Progressive Data Enrichment Pipeline with n8n

Last quarter, I watched a client burn through $4,000 in Clearbit credits in three weeks because they were enriching every single form fill—including job seekers, students, and spam submissions. Their enrichment “strategy” was essentially firing expensive API calls at anything with an email address.

We rebuilt their enrichment pipeline using progressive waterfall logic: start with free sources, escalate to paid APIs only when necessary, and skip enrichment entirely for low-value prospects. Their enrichment costs dropped 73% while data quality actually improved.

This is the power of intelligent enrichment architecture—and n8n is the perfect platform to build it.

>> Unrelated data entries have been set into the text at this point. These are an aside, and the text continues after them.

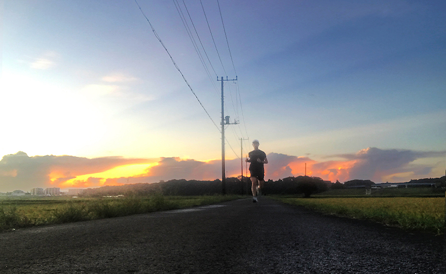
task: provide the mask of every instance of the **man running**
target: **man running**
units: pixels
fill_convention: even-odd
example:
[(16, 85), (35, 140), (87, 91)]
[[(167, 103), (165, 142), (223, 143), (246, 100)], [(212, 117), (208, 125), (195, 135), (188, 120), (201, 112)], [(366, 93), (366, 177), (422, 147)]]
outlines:
[(251, 190), (252, 191), (252, 202), (257, 202), (257, 195), (263, 187), (265, 183), (265, 168), (264, 164), (268, 163), (267, 155), (263, 151), (258, 149), (258, 140), (252, 141), (254, 150), (248, 154), (248, 158), (246, 161), (249, 164), (249, 172), (251, 173), (251, 182), (252, 185)]

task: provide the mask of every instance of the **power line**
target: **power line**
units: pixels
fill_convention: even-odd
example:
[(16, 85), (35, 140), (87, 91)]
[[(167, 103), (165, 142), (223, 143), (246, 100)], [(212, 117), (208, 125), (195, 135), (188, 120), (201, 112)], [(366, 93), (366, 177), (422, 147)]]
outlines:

Why Most Enrichment Strategies Waste Money

The “Enrich Everything” Fallacy Many teams treat enrichment as an all-or-nothing decision. But enriching a personal Gmail address the same way you enrich an enterprise Fortune 500 prospect is like using a firehose to water a houseplant.

The Single-Source Dependency Relying on one enrichment provider (Clearbit, ZoomInfo, Apollo) means you’re locked into their pricing, coverage gaps, and data freshness issues. When that API goes down or hits rate limits, your entire enrichment pipeline stops.

The Timing Problem Enriching leads immediately at capture wastes credits on prospects who’ll never engage. But waiting too long means your sales team is working with incomplete data during critical early outreach.

The ENRICH Framework for n8n

After building enrichment pipelines for dozens of clients, I’ve developed the ENRICH framework:

Evaluate lead quality before enrichment
Native data sources first (free/cheap)
Rate limiting and cost controls
Intelligent provider waterfall
Caching and deduplication
Handoff and CRM updates

Architecture: The Waterfall Enrichment Model

Progressive enrichment works like a waterfall—each tier catches what the previous tier missed:

Tier 0: Pre-Enrichment Validation (Free)

Email validation
Domain categorization (corporate vs. personal)
Spam detection
Lead scoring

Tier 1: Free Public Sources (Free)

Company website scraping
LinkedIn public profiles
WHOIS data
DNS/SPF records
Social media APIs (limited data)

Tier 2: Budget Enrichment APIs ($0.01-0.05 per lookup)

Hunter.io for email finding
FullContact for social profiles
IPinfo for company location
Custom scrapers

Tier 3: Premium Enrichment ($0.50-2.00 per lookup)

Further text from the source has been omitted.